The highest form of obligation, duty, and sacrifice manifests itself in marriage. Men and women, two very different beings physically and emotionally, have an inexplicable drive to come together and form unions where the two become one. The saying “you can’t live with them, you can’t live without them” is life, albeit in a very simplified form. The original excitement engendered by the establishment of a relationship often turns sour as the individuals involved are forced to change their lives to suit the needs of the other. The unity which was established at the beginning between the two is then sundered as they go through a period of adjustment. The reestablishment of this unity occurs when the parties involved come to recognize themselves in the other individual and this combining of the two is recognized as making themselves better people. The cycle of the relationship can best be described as a diamond like formation, where at the bottom the two are one, then at the middle they come apart, only to become one again at the top. Once the diamond is complete the revelation of what has happened becomes more apparent through the raising of children and then grandchildren. The social need becomes particularized through marriage and the family. The apparent loss of the self in actuality becomes recognized as an expansion of the self as the male and female natures become one through the act of marriage. Obligation in actuality is the reconciliation of contradictions which exist because we live in societies and need others to make ourselves whole. It’s the coming together of opposites.

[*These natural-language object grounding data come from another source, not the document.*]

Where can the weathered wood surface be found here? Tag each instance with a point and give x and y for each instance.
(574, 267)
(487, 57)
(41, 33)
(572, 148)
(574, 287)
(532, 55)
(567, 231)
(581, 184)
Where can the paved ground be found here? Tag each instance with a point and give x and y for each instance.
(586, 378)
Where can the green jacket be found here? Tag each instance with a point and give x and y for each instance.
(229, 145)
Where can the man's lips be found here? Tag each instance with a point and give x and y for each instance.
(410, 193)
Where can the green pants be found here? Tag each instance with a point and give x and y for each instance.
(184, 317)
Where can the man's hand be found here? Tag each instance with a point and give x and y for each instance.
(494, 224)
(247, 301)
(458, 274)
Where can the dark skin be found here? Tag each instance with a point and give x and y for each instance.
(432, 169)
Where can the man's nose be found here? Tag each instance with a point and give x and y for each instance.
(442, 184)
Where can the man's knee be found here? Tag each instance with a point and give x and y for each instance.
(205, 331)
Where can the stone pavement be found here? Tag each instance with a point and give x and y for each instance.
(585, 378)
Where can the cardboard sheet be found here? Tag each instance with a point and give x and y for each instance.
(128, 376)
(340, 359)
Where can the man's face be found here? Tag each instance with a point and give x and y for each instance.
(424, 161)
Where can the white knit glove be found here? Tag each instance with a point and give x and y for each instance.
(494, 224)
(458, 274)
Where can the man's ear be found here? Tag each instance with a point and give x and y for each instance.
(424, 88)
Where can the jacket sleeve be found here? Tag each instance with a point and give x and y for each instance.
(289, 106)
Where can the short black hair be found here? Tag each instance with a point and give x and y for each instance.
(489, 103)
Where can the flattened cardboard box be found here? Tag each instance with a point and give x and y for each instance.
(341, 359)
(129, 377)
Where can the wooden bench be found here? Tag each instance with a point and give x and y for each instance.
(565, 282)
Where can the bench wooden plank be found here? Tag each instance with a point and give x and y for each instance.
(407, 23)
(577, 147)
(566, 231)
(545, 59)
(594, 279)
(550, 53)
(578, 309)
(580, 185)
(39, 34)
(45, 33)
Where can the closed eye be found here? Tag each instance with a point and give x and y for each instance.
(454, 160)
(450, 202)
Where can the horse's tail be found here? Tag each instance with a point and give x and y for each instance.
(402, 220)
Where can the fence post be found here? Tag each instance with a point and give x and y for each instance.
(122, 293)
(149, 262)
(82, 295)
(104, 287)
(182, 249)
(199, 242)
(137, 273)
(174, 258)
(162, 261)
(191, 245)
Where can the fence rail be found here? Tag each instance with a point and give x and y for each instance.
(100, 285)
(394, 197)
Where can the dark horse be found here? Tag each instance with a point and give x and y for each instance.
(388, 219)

Surrounding the debates around an issue such as marriage, we become bombarded by issues of abstract freedom, human rights, equality, fairness, and tradition, all of which exist as theoretical constructs and have no way of being implemented in a realistic fashion. What’s missing is simple logic. The need for society to continue to function for the benefit of those who inhabit it can only work if human nature is recognized as being diverse and at times contradictory. When people become compartmentalized though and the diversity is looked upon as self-subsistent categories, then that diversity leads to decay. Only through the recognition of the liberating aspect of obligation can human differences be overcome and reconciled not through sublimation but through synthesis.